Zumindest in einem Punkt muss man der eingeschlagenen Joyn-Strategie einen Erfolg beimessen: Bert Habets, CEO der ProSiebenSat.1 Media SE, forderte zuletzt „die Nutzung und Nutzerbasis von Joyn mit zweistelligen Wachstumsraten pro Jahr weiter zu steigern“. Diese Vorgabe könnte man zunächst als erfüllt ansehen, doch Joyn veröffentlicht auch erst seit etwas mehr als einem halben Jahr regelmäßig eigenproduzierte Inhalte. Zuvor wurden gefühlt nur alle paar Monate neue Inhalte präsentiert. Wirklich nachhaltig war die Strategie zahlreiche Content Creator für einzelne Events zusammenzutrommeln nicht.
Wachstum im Streamingbereich verzeichnet Joyn ohnehin nicht exklusiv.

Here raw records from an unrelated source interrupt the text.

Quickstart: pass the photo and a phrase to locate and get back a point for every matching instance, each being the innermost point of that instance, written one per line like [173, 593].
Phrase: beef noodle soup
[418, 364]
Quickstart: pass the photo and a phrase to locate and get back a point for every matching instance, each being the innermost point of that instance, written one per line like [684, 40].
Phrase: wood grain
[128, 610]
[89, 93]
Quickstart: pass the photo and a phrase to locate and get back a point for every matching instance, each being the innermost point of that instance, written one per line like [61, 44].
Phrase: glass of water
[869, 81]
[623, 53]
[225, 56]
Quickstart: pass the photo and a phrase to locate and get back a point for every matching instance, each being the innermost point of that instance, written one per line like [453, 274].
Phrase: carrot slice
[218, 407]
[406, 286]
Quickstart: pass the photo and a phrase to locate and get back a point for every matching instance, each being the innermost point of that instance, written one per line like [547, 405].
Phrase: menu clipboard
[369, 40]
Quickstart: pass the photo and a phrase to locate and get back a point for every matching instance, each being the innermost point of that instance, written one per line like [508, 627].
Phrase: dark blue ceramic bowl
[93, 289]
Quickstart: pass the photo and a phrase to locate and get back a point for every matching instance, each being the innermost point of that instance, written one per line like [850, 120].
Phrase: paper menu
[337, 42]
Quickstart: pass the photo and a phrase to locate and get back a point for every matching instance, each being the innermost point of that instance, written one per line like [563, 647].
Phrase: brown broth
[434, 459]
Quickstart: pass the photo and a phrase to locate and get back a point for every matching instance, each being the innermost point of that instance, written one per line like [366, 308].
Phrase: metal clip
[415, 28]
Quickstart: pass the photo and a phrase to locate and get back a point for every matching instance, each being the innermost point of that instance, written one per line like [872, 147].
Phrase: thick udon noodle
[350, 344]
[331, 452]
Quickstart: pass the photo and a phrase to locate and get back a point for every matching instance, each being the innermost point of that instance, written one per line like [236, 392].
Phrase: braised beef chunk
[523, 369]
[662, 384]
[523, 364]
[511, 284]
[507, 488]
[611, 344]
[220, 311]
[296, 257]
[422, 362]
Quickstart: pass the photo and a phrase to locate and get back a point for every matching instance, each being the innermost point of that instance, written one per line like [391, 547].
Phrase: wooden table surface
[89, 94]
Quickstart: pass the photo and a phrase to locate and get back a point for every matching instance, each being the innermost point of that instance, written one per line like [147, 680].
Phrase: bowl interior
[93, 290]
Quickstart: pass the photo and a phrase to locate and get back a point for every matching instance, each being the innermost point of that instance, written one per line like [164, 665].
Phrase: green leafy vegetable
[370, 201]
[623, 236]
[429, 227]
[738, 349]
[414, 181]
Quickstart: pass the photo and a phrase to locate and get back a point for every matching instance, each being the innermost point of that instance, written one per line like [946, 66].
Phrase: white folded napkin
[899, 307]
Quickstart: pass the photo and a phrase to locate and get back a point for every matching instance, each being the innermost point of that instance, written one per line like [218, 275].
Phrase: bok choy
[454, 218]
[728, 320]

Auch die ARD Mediathek sprach an diesem Vormittag beim Nutzungsvolumen von einem Plus von 27 Prozent im ersten Quartal gegenüber dem Vorjahresquartal. Im Schnitt hätten die Nutzer täglich rund 3,3 Millionen Stunden Videos in der ARD Mediathek gestreamt. Während Joyn neben «Big Brother» «Wer stiehlt mir die Show?», «Germany's Next Topmodel», das als „Reality-Kracher“ bezeichnete «Forsthaus Rampensau Germany», das bereits Ende 2023 auf der Plattform vollständig abrufbar war sowie die Serien «House of the Dragon» und «Die Landarztpraxis», deren letzten Episoden schon am 8. Januar 2024 erschienen, als Erfolgsformate nannte, wartet die ARD mit einem Füllhorn an Formaten unterschiedlichster Gattungen aufwarten.

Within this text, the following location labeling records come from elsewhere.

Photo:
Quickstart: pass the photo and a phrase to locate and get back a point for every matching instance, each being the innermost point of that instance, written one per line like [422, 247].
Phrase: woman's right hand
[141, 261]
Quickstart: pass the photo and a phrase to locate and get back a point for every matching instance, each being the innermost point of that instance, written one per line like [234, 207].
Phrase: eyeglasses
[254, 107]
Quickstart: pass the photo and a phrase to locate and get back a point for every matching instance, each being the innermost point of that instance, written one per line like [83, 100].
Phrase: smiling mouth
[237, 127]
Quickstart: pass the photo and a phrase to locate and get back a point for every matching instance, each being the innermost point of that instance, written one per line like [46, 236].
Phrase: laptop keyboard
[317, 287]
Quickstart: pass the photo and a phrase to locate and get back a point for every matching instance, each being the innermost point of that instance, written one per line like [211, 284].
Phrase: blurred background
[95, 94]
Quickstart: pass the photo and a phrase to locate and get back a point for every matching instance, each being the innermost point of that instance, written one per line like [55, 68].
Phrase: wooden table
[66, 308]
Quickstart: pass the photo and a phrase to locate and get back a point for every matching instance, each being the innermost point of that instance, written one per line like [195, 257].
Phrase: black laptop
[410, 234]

Der gefragteste Titel war die achtteilige Mystery-Serie «Oderbruch», die laut ARD-Angaben 10,5 Millionen Streamviews generierte. Selbstverständlich gilt auch hier: Die Daten sind mit Vorsicht zu genießen, schließlich kommen sie vom Anbieter selbst. Im linearen Fernsehen war «Oderbruch» immerhin kein Erfolg. Dies gilt auch für «Haus aus Glas», die Miniserie wurde durchschnittlich von 3,27 Millionen Zuschauern im Ersten gesehen, die sechs Folgen kam in der Mediathek auf 7,8 Millionen Views. „Die ARD Mediathek erreicht täglich 2,8 Millionen Menschen und ist damit das reichweitenstärkste Streaming-Portal der deutschen Fernsehsender“, wie die ARD in ihrer Pressemitteilung betont. Wie weit man damit vor Joyn liegt, wird man vorerst nicht erfahren.